何より、ショックだったのは、ベッドに、枕が、二つ並んでいた事だった。見ないふりを、してみたが、ここには、美央と嶺の、生活の、匂いがあった。
「何より、美央さんが、心配だわ。嶺。心あたりは、ないの?」
嶺は、黙って、キッチンに立ち、コーヒーを、入れ始めていた。そんな嶺の態度に、イラっとしながら、莉音は、詰め寄った。
「嶺?」
「あるよ・・。」
カップに注いだコーヒーを、莉音に差し出した。
「それは、言っていい事かどうか、俺は、判らないんだけど」
コーヒーを、一口、すすった。
「どおいう事なの?」
「美央の、俺に対する思いは、今、進行している思いなんかじゃないんだ。きっと。あいつが、好きなのは、昔の、俺なんだと、思う・・・。」
深くため息を、つき、遠く、思いを馳せた顔をした。
「ただ・・。俺に、対する執着なんだと思う。あいつは、そんなに、俺を、思っちゃない。」
莉音を、真っ直ぐに、みつめた。
「変ったんだ・・。きっと。莉音に、あって・・。それに・・・。」
嶺は、言うかどうか、迷っているようだ。
「なあに?嶺。」
莉音は、嶺の口元を、見つめた。
「うん・・・。まだ、はっきりは、言えない。あくまでも、推測だから。」
嶺は、カップを、置くと、莉音の細い腰を、抱きしめた。
「俺は、君を、裏切ってはいない。」
いつの間に、こんなに、莉音は、痩せてしまったんだろう・・・。嶺は、思った。こんなに、自分が、知らない間に、痩せてしまった。莉音を、苦しめる立場に、追いやった自分の、非力さをのろった。

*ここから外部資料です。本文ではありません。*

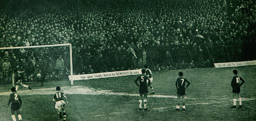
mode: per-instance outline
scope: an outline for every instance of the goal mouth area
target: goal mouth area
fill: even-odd
[[[66,60],[69,60],[69,61],[68,60],[66,60],[66,66],[67,66],[67,67],[66,67],[65,68],[64,68],[64,71],[66,70],[67,71],[68,71],[69,72],[69,74],[68,75],[70,75],[70,78],[71,78],[71,85],[73,85],[73,65],[72,65],[72,45],[71,44],[54,44],[54,45],[41,45],[41,46],[20,46],[20,47],[4,47],[4,48],[0,48],[0,50],[1,50],[2,52],[3,52],[3,51],[2,50],[6,50],[6,51],[7,52],[13,52],[13,53],[14,54],[14,53],[16,53],[16,55],[15,55],[15,56],[20,56],[20,54],[18,54],[19,52],[20,53],[20,52],[18,52],[18,51],[13,51],[13,50],[17,50],[17,49],[21,49],[22,50],[22,49],[28,49],[28,48],[30,48],[31,50],[28,50],[28,49],[26,49],[26,50],[24,50],[24,51],[27,51],[28,52],[33,52],[33,50],[32,49],[37,49],[38,48],[48,48],[48,47],[58,47],[59,48],[54,48],[54,49],[55,50],[55,52],[58,52],[59,54],[62,54],[62,53],[61,51],[59,51],[60,50],[58,49],[59,48],[61,48],[60,47],[64,47],[64,46],[67,46],[67,47],[69,47],[69,49],[68,48],[62,48],[62,48],[64,48],[64,51],[66,51],[65,52],[64,52],[64,53],[66,54],[65,55],[66,55],[68,57],[68,55],[69,55],[69,57],[66,58]],[[58,55],[58,54],[57,54],[56,52],[54,52],[54,53],[52,53],[52,50],[54,50],[54,48],[52,48],[51,50],[51,51],[48,51],[48,50],[50,50],[50,49],[46,49],[47,50],[46,51],[45,51],[46,52],[47,52],[48,53],[44,53],[44,54],[46,55],[46,56],[44,56],[44,57],[47,57],[47,58],[44,58],[43,57],[40,57],[40,56],[38,56],[37,57],[40,57],[40,59],[39,58],[37,58],[37,60],[39,60],[39,59],[42,59],[42,60],[46,60],[46,62],[47,63],[47,65],[44,65],[44,68],[45,69],[49,69],[49,68],[54,68],[54,69],[55,69],[55,64],[56,64],[56,63],[55,63],[55,61],[53,61],[53,64],[52,64],[52,65],[53,65],[53,66],[49,66],[49,65],[48,65],[48,63],[49,63],[49,60],[48,59],[50,59],[50,58],[51,58],[51,57],[50,57],[50,56],[51,55],[51,54],[52,55],[52,56],[56,56],[57,57],[57,56],[58,57],[59,55]],[[40,50],[38,49],[39,50]],[[68,50],[69,50],[69,51],[68,52]],[[32,51],[31,51],[31,50]],[[11,57],[11,53],[11,53],[11,54],[10,54],[10,57],[11,58],[12,57]],[[32,53],[32,54],[34,54],[33,52]],[[38,55],[39,55],[39,53],[36,53]],[[26,55],[26,54],[25,54]],[[28,60],[30,60],[30,59],[31,60],[33,60],[33,58],[30,58],[30,57],[31,57],[31,56],[30,56],[30,55],[26,55],[26,58],[27,58],[27,61],[28,61]],[[40,55],[39,55],[40,56]],[[42,58],[41,58],[42,57]],[[16,58],[16,60],[19,60],[20,62],[22,62],[22,60],[21,59],[22,58],[24,58],[23,57],[22,57],[21,58]],[[52,58],[51,58],[52,59]],[[3,59],[4,59],[4,58],[3,58]],[[15,61],[15,59],[14,59],[14,61]],[[45,61],[46,61],[45,60]],[[61,62],[61,61],[60,61]],[[63,60],[62,61],[63,61]],[[19,65],[20,64],[17,64],[16,63],[15,63],[15,65]],[[37,65],[38,65],[37,63],[36,64]],[[33,63],[34,65],[34,66],[32,66],[32,67],[33,68],[35,68],[35,69],[36,69],[36,67],[35,67],[35,63]],[[11,68],[14,68],[14,67],[11,67]],[[66,70],[67,69],[68,69],[67,70]],[[11,70],[11,69],[10,69],[10,70]],[[48,70],[48,71],[49,71]],[[63,70],[60,70],[60,71],[63,71]],[[46,72],[46,71],[45,71]],[[47,76],[50,76],[50,75],[49,74],[46,74],[46,73],[44,73],[44,72],[42,72],[42,73],[41,73],[41,76],[43,77],[44,78],[46,77],[46,75],[47,75]],[[9,72],[9,73],[8,75],[7,75],[6,77],[7,77],[8,75],[8,78],[12,78],[12,75],[10,75],[11,74],[10,74],[11,73]],[[64,73],[64,72],[63,72],[63,73]],[[36,74],[37,73],[36,73],[36,74],[34,74],[35,75],[34,77],[35,77],[37,78],[39,77],[40,76],[40,74],[39,74],[38,75],[37,75],[37,74]],[[12,74],[12,73],[11,73],[11,74]],[[26,77],[28,77],[28,76],[30,76],[30,75],[26,75]],[[67,80],[68,79],[68,77],[67,77],[67,78],[66,79]],[[4,80],[4,79],[3,79]],[[8,80],[6,80],[6,81],[7,81]],[[41,81],[42,82],[42,82],[43,81]],[[25,83],[24,82],[24,83]]]

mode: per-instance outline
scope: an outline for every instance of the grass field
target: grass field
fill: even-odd
[[[234,69],[245,80],[241,88],[242,108],[230,108]],[[185,111],[175,110],[175,83],[180,71],[191,83],[186,90]],[[134,83],[138,75],[130,75],[75,81],[72,86],[68,81],[46,82],[42,87],[40,83],[28,84],[32,90],[20,87],[18,92],[22,100],[22,121],[60,121],[52,101],[57,85],[68,97],[67,121],[256,120],[256,65],[152,74],[156,94],[148,97],[149,111],[138,111],[138,87]],[[0,121],[12,121],[10,108],[6,107],[11,87],[0,87]]]

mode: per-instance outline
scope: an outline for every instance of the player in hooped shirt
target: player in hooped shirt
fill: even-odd
[[[15,117],[15,115],[14,115],[14,112],[16,111],[19,120],[21,121],[22,119],[21,115],[20,115],[20,109],[21,106],[22,101],[20,95],[16,92],[16,90],[15,89],[15,87],[12,87],[11,89],[12,93],[10,95],[9,102],[8,102],[7,107],[8,107],[10,104],[12,103],[11,105],[11,113],[12,113],[12,120],[13,120],[13,121],[16,121],[16,117]]]
[[[238,97],[238,100],[239,100],[239,107],[241,108],[242,107],[242,98],[240,95],[240,86],[244,84],[244,80],[241,77],[237,75],[237,70],[234,70],[233,73],[234,73],[234,76],[233,77],[231,81],[231,86],[233,88],[233,105],[231,107],[236,107],[236,97]],[[240,81],[242,81],[241,83],[240,83]]]
[[[20,73],[23,73],[24,71],[20,71],[18,69],[16,69],[14,70],[14,73],[12,74],[12,86],[15,86],[16,87],[15,89],[16,91],[18,91],[18,89],[19,88],[19,85],[20,85],[22,87],[25,87],[28,88],[29,89],[31,89],[31,88],[29,86],[22,84],[21,80],[21,77],[20,75]],[[16,83],[15,82],[16,82]]]
[[[139,92],[140,93],[140,99],[139,100],[140,106],[139,110],[142,110],[142,105],[143,95],[144,95],[144,99],[143,100],[144,102],[144,110],[145,111],[149,111],[150,110],[148,109],[147,107],[147,97],[148,96],[148,87],[150,85],[150,80],[148,77],[148,76],[145,74],[146,73],[146,70],[144,69],[142,69],[141,70],[141,72],[142,74],[139,75],[137,79],[136,79],[136,80],[134,81],[135,84],[136,84],[138,86],[140,87]],[[139,85],[137,82],[138,80],[140,81],[140,85]],[[147,81],[148,80],[148,81]]]
[[[152,92],[151,92],[151,94],[154,94],[155,93],[155,92],[154,91],[154,89],[153,89],[153,86],[152,85],[152,82],[153,82],[153,77],[152,77],[152,72],[151,72],[151,70],[149,69],[148,68],[148,66],[147,65],[144,65],[144,69],[146,70],[146,74],[148,76],[149,79],[150,80],[150,85],[149,85],[149,87],[151,89],[151,91],[152,91]]]
[[[179,77],[178,77],[175,83],[176,88],[177,89],[177,95],[178,97],[178,100],[177,101],[177,105],[176,106],[176,110],[178,111],[180,109],[180,97],[181,96],[182,100],[182,108],[183,110],[186,110],[185,106],[185,89],[187,88],[190,84],[190,82],[186,79],[182,77],[183,76],[183,73],[182,72],[179,72]],[[186,82],[188,83],[188,84],[185,87]]]
[[[55,109],[58,112],[58,115],[61,119],[63,118],[63,121],[66,121],[66,113],[65,110],[65,106],[68,103],[67,97],[65,94],[60,91],[60,87],[56,87],[57,92],[53,95],[52,100],[55,103]],[[63,113],[62,115],[62,112]]]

「美央は、妊娠する事で、俺を繋ぎとめると、思ったんだろうか・・・。」
「!」
莉音は、体を硬くした。
「それは・・・。嶺」
「俺の子では、ないと思うんだ。」
莉音は、顔を上げると、そこには、無表情の、嶺の顔があった。
「そこまでして?」
怒りと悲しみが、込み上げてくるのを、莉音は、感じた。
「そうなんだ。そこまでして・・・。あいつは。」
「嶺。じゃあ、今、美央さんがいるのは。」
「・・・そこ。かもしれない。」
嶺は、美央の、行き先を、知っているので、探そうとしていないように、みえた。
「まさか。そんな事・・・。お願い。それは、あくまでも、推測でしょ?とにかく、探しましょう。」
莉音が、玄関に、向かおうとすると、嶺が、莉音の、腕を、後ろから、つかんだ。
「いいんだよ。」
嶺の携帯が、着信を、知らせていた。
「ほら・・・。来た。」
莉音を、見つめながら、嶺は、携帯を、耳にあてていた。
「はい?」
莉音には、みせた事のない。冷たい嶺の、横顔だった。